– Ни за что! – прозвучало коротко и ясно.
Вот так. Впрочем, ничего иного он не ожидал, да и большинство из присутствующих тоже. Однако свой долг он исполнит до конца:
– Вы отдаете себе отчет, мой мальчик, что последствия от вашего решения могут быть самыми э‑э‑э… плачевны ми? В Новом мире очень трудно прижиться существу, не обладающему достаточной расположенностью к обучению. Конечно, никто не станет прибегать к принуждению, но все же подумайте еще раз.
– Уже подумал. Вы просто не знаете мою Анику – она добрая и любит меня! А я люблю ее! И потом. Я мог бы сам ее учить. Постепенно и не спеша. Она привыкнет, я ручаюсь! – мальчик говорил с отчаянием и взахлеб, и было ясно, как божий свет, что никому он не отдаст свою подругу, пусть даже ему придется умереть за нее.
Игнатий Христофорович обернулся на госпожу Понс, в свою очередь, Альда ответила ему пристальным взглядом. Затем размеренно произнесла:
– Пусть будет так, как он хочет. Но ты не хуже меня знаешь, Игнатий, чем это кончится рано или поздно, – и с сожалением покачала пышно причесанной головой.
О, он знал! Год‑другой несчастный юноша будет маяться со своей любовью, которая и не любовь вовсе, но лишь воспоминания о его прошлой, канувшей в небытие жизни. Ничему и никогда он не выучит это бедное существо, чуждое самой сути Нового мира. Разве некоторой степени подражания. А потом он устанет от ненужных ему забот. И тогда – или‑или. Или до конца небольшого срока, отпущенного его подруге, останется преданным даже не ей, но собственной детской наивности, как человек чести. Или вернет ее обратно в любой подходящий поселок и постарается избавиться от чувства неизгладимой вины. Что хуже – еще неизвестно. Добра тут нет и не может быть, потому что особь из клетки и человек подлинной свободы несовместимы ни в какие века и ни при каких благоприятных стечениях. Но и отнять подругу – невозможный поступок, мальчик этого не простит. Придется уступить. И как гордо берет он на себя ответственность за нее, не понимая разумом, на что идет. Объяснять бесполезно, потому что поэт и влюблен. А благородство влюбленных поэтов – порыв худшего толка, потому что неисцелим.

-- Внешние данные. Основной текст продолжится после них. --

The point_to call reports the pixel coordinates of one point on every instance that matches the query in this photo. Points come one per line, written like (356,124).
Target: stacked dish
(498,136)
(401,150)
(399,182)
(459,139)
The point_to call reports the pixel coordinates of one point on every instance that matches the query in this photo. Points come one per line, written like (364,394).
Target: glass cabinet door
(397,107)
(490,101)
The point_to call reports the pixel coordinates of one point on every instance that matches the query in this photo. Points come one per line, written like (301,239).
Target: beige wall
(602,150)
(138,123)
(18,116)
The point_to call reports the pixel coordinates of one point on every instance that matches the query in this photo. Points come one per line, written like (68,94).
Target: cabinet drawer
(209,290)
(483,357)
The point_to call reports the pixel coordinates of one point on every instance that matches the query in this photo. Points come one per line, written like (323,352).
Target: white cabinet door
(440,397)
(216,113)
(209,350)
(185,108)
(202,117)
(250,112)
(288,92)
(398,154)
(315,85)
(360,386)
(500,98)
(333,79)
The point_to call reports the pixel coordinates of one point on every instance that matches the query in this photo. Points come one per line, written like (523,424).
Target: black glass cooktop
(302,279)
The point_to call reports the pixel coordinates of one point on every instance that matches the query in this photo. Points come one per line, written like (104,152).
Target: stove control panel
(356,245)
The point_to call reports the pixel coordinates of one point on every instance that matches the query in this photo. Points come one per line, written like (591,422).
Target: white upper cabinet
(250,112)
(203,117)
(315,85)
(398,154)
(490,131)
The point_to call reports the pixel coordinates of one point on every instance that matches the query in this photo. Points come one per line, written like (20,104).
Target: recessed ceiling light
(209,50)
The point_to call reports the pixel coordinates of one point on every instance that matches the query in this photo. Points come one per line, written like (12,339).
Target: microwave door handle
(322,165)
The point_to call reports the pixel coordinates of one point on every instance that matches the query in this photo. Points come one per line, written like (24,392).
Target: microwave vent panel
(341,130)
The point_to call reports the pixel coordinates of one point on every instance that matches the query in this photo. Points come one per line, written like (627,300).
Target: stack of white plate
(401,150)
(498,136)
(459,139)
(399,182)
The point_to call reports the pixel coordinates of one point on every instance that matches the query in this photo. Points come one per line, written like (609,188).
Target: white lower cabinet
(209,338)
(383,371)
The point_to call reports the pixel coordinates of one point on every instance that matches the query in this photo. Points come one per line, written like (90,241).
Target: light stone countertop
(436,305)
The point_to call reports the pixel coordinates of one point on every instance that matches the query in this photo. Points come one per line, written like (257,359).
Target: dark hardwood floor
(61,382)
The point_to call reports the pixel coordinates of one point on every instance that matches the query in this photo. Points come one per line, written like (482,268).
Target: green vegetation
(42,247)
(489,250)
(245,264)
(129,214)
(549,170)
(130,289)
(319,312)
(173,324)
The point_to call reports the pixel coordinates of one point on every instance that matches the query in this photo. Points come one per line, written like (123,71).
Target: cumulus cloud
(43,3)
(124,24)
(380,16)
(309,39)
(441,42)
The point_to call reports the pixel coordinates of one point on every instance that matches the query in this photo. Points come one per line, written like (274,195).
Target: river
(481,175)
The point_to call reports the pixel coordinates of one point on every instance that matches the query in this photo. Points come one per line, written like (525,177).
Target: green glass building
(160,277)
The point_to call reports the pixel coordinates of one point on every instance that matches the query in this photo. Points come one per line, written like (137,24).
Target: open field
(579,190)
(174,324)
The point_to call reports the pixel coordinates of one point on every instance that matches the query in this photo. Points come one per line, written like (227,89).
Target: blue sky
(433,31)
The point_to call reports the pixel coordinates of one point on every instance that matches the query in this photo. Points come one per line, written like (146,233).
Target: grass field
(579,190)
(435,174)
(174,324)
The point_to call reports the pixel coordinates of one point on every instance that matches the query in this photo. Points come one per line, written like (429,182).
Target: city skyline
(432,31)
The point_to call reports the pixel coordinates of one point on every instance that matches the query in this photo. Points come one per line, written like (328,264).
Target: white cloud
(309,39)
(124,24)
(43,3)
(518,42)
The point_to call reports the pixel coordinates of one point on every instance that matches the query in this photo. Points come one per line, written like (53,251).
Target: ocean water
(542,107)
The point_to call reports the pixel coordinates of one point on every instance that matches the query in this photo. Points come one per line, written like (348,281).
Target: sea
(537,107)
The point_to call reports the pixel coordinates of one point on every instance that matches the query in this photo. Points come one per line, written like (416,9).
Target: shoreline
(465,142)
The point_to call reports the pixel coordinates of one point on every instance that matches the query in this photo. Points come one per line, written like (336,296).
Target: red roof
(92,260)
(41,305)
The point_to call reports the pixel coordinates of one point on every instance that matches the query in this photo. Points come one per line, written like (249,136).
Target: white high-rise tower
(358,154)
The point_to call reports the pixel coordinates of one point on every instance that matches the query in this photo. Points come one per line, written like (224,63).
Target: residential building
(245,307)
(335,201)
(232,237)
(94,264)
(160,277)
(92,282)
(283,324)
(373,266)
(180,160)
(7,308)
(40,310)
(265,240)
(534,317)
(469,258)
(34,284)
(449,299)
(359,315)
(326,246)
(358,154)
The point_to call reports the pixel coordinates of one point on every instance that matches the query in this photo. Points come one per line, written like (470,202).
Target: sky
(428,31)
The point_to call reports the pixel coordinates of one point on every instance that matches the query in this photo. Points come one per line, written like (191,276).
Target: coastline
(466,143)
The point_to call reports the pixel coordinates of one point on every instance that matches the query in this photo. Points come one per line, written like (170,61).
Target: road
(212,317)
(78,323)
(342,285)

– Если можно, мы бы хотели все вместе поселиться здесь, в «Монаде», – мальчик опять заговорил, на этот раз просительно, и отчего‑то сделался бледным, как предрассветная тень. – Я и Аника, и вместе с нами… Фавн.
– Можно, конечно, – поспешно согласилась госпожа Понс. – В Новом мире каждый живет где ему угодно при условии, что не помешает другому. Поскольку теперь у виллы «Монада» нет больше хозяина, то лично я не вижу никаких к тому препятствий. Но в отношении Ромена Драгутина, которого вы называете Фавном, решение будет принято не сразу. Сперва необходимо провести одну небольшую процедуру, ибо мы не вправе поступать в случае с ним, как заблагорассудится.